Contrataremos servicios de limpieza y enfermería para mantener el orden de nuestros cuerpos el máximo tiempo posible. Mantendremos un club de lectura, jueves de cine, una piscina de agua salada y mesas para jugar al ping-pong y al ajedrez. Compraremos un saco de heroína que guardaremos en un lugar fresco, seco y oscuro para cuando todo duela y no queden buenas razones para salir de la cama. En algún momento nos llegó a parecer ligeramente escandalosa, con los años he descubierto que esta fantasía nuestra tan primermundista es un cliché.

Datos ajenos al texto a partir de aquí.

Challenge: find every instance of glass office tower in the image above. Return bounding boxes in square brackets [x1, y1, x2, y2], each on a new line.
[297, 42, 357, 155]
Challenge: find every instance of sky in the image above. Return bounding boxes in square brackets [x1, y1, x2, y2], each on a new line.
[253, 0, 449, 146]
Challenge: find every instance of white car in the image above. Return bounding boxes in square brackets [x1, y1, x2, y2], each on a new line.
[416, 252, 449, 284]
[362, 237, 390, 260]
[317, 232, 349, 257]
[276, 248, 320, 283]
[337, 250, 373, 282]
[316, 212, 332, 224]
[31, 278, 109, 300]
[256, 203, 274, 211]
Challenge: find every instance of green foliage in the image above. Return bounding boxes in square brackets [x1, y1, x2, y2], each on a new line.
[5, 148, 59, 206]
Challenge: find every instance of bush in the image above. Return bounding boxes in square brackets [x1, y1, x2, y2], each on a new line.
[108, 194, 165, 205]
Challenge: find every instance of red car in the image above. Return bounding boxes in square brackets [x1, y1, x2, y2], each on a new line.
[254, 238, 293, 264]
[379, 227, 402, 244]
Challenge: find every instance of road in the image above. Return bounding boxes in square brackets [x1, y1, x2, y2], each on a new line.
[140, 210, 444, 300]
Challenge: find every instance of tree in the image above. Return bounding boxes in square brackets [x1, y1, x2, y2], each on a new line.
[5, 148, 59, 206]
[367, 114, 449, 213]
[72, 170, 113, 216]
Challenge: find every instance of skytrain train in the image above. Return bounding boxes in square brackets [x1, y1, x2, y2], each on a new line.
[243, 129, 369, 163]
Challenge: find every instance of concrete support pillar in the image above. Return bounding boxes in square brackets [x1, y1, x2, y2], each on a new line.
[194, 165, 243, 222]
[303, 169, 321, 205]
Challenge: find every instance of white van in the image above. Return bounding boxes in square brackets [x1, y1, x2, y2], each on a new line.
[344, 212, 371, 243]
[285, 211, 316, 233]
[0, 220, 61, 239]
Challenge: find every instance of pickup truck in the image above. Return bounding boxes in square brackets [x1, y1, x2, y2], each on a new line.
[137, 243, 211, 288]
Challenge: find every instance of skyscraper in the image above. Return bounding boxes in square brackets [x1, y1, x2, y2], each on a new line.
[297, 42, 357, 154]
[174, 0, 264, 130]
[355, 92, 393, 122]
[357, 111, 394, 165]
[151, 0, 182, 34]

“Desearía que, al final de la vida, cuando todo estuviera realmente ‘terminado’, hubiera algo que esperar”, escribe Roz Chast, la icónica caricaturista de The New Yorker en una memoria sobre el cuidado de sus padres ancianos, titulada ¿Podemos hablar de algo más agradable? Y sigue: “Algo más orientado al placer. Tal vez opio, o heroína. Te vuelves adicto. ¿Y qué? Heladerías de todo lo que puedas comer para los muy ancianos. Grandes libros de arte con imágenes y música. Cuidado paliativo extremo, para cuando ya estés harto de todo lo demás: las radiografías, las resonancias magnéticas, la comida aburrida y las pastillas que no hacen nada en absoluto. ¿Sería tan malo?” No parece malo cuando lo quiere Roz para sus ancianos padres, pero parece perverso cuando lo quiero yo.

El impulso de garantizarse la tranquilidad de los últimos días en el círculo protector de una colectividad acomodada y anestesiada por la literatura, el cine, la música y los opiáceos es tan popular que ya es un meme, pero un meme clandestino. No sale del clan. Inyectarse la sangre de tu propio hijo para vivir más tiempo te garantiza portadas en Wired, pero, fuera del marco de las instituciones, familia, residencia u hospital, la idea de compartir un espacio vital, no como proyecto de futuro sino como búnker hedonista de los últimos días, parece egoísta, escapista y ególatra.

Pensé que era por la ausencia de hijos. Son los que se quedan, los que nos dicen cómo y cuándo nos podemos ir. Ahora creo que tiene más que ver con la ausencia de opciones. En esta sociedad del bienestar, hemos decidido que no todo el mundo puede irse como quiere. Nuestra piscina futura, llena de cuerpos flácidos flotando sin resistencia en la gracia divina de la metilendioximetanfetamina, encaja perfectamente en ese universo ballardiano del rascacielos como catedral del colapso y del accidente como el hacha capaz de romper los mares helados de un vacío emocional.

Es realismo capitalista. Es peligroso, irresponsable y hedonista, pero la alternativa es más cruel. “Para poder funcionar en el capitalismo tardío sin ser un desastre psicológico, es necesario aceptar lo insano como algo normal” escribe Mark Fisher en su Realismo capitalista. Hay algo más insano que esperar la inevitabilidad de la dependencia, la indefensión y la invalidez mientras cancelamos los servicios sanitarios más básicos. Yo digo que el dolor no purifica. Elijo el respeto y la dignidad.